Supermarket customers expect low prices so I set myself a budget of £100 to buy 12 bottles – an average of around £8 a bottle. Among the wines I chose, several were from the supermarkets’ own label ranges, which are often good value and are the result of collaboration between their wine buyers and major producers in the various regions.
So, how did the wines go down? There were 4 clear favourites in the vote at the end of the day:
The top dry white was the delightfully floral and fragrant Fetească Regală from Romania, part of Asda’s Wine Atlas range (an unbelievable bargain at only £5.25). Apart from its gaudy label, this would be an easy bottle to leave on the shelf, but that would be a mistake. Fetească Regală is a native grape to Romania and rarely seen elsewhere, but is clearly capable of producing delicious wines and Asda have found a real winner here.
2 wines tied as the group’s favourite red: Tesco’s Finest Malbec (£8) was no surprise to me. Made for Tesco by one of Argentina’s most respected producers, Catena, this is lovely with flavours of blackberries and plums with hints of pepper and spice from brief oak ageing.

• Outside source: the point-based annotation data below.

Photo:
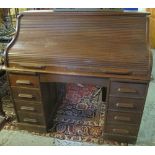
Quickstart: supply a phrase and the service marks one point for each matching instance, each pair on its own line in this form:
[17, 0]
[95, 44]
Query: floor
[146, 133]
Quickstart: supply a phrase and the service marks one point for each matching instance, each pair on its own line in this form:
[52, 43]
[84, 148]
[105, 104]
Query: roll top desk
[107, 49]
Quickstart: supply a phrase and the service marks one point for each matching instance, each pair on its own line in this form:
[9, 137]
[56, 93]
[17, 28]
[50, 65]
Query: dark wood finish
[126, 104]
[26, 94]
[108, 49]
[32, 127]
[122, 89]
[123, 117]
[120, 138]
[24, 80]
[119, 129]
[29, 107]
[73, 39]
[28, 117]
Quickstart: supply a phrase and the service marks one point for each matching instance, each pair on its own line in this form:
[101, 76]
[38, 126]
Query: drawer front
[123, 117]
[128, 89]
[126, 104]
[27, 117]
[29, 107]
[126, 130]
[29, 81]
[26, 94]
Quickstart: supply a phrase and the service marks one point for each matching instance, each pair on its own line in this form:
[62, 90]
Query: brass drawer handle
[29, 96]
[125, 105]
[32, 120]
[122, 118]
[121, 131]
[32, 66]
[126, 90]
[27, 108]
[26, 82]
[118, 72]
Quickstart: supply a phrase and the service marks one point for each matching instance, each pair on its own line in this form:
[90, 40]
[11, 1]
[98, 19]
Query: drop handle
[126, 90]
[27, 108]
[34, 66]
[122, 118]
[29, 96]
[25, 82]
[120, 131]
[125, 105]
[32, 120]
[118, 72]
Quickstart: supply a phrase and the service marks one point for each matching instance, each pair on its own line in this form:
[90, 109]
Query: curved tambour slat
[82, 39]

The other joint red winner was Zalze’s Shiraz/Mourvèdre/Viognier blend from South Africa. Rich (14.5% alcohol) and spicy and with attractive black & red forest fruits, this will benefit from a little time and from decanting. Currently on special offer at a ridiculously cheap £6 in Morrisons (£7.50 after the 28 January) although Waitrose shoppers will have to pay £9 for the same wine.
But the most popular of all was the dessert wine that we ended the day with. Lidl’s Pacherenc du Vic Bilh (£7.99) from south-west France is another bottle that would be easy to pass by. Quite delicate for a sweet wine but with lovely peach and honey flavours, this would be perfect with, say, an apple flan or try it with a blue cheese.
Altogether a thoroughly enjoyable day for all and clear proof that, if you look carefully, there are bargains to be found in your local supermarket.